そんな保健室で一人疲れ切った声を出す女性がいた。
肩より少し上あたりまで伸びた明るいきつね色の髪。
人間離れした、まさに美貌(うつくしいかお)という言葉にふさわしい相貌。
保健室にはぴったりの白衣に身を包み、独特な言葉遣いを女性教師。
九重 瞳狐だった。
瞳狐は疲れ凝り固まった体をほぐすため、座ったまま伸びをする。と、もたれかかった椅子のきしむ音が、ハッキリと耳に届いてくる。
「寂しいにゃ~」
自分の声と椅子のきしむ音しか響かない、静かになってしまった保健室をぐるりと見渡し、そうぼやく。
先ほどまで、賑わっていた(瞳狐主観)のに、今では散らかされた漫画も元通り片されている。
少し前までいた蓮とラナは随分と遅くなってしまっている時間を確認すると、足早に帰ってしまった。
なので今は一人なのだ。
「あなたが寂しいですか……」
「にゃ?」
一人しかいないはずの保健室に、もう一つどこかから声が聞こえてくる
その声に瞳狐先生は一瞬驚くも、すぐにその声の主を理解し表情が明るくなる。
「ひーちゃんにゃ!」
親し気にそう名前を呼ぶ。
だが、すぐにその名前を呼んだ相手の姿がないことに気付く。
「あれ? でも姿が見えないにゃ?」
「用事があったので今はもう家ですよ。学園には帰ってません」
「なるほどにゃあ~」
姿がなく、凛々しい女性の声だけが聞こえる状況にクエスチョンマークを浮かべるが、説明され納得する。

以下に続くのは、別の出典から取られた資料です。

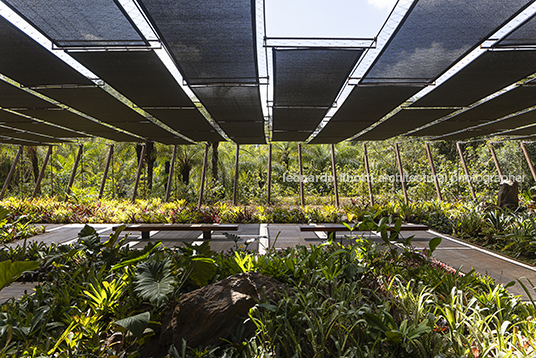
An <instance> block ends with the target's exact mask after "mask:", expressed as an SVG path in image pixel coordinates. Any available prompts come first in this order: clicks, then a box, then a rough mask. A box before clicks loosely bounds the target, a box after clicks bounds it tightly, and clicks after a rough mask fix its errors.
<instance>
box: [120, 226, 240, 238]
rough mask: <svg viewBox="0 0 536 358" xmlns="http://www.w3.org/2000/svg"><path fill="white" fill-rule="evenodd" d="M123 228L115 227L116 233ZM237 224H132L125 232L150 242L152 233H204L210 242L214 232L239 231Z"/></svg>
mask: <svg viewBox="0 0 536 358" xmlns="http://www.w3.org/2000/svg"><path fill="white" fill-rule="evenodd" d="M120 227H121V226H119V225H118V226H114V227H113V228H112V230H113V231H116V230H117V229H119V228H120ZM237 230H238V225H236V224H130V225H126V226H125V228H124V229H123V231H139V232H141V238H142V239H144V240H149V238H150V233H151V231H202V232H203V240H210V239H211V234H212V232H213V231H237Z"/></svg>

「あ、でもこうして観に来たってことは何か用事がある─────って、ひーちゃんがわざわざ観るなんて一つしかにゃいにゃあ~」
「……!」
瞳狐が茶化すようにそういうと、姿は見えないが恥ずかしそうにしているのが伝わってくる。
なにをとは言っていないがどうやらアタリだったようだ。
「こ、コホン。それで? 魔王様はどうでしたか?」
気を取り直すように、咳ばらいを入れると瞳狐が予想していた通りの言葉を言ってくる。
まるで、先ほど恥ずかしがっていたのを無かったかのように冷静な声で質問する声の主に苦笑いをしつつ瞳狐は口を開く。
「変わった様子はないにゃあね~。一回暴走しそうな感じはあったにゃけど、ほんの一瞬だったしにゃんとも言えないにゃね」
「そうですか……。でも何かしら変化はあったようですね。今回はそれでよしとしましょう」
瞳狐の報告に対し、何やら考えるように間が空くがすぐに、少し明るくなった声音で返事が返ってくる。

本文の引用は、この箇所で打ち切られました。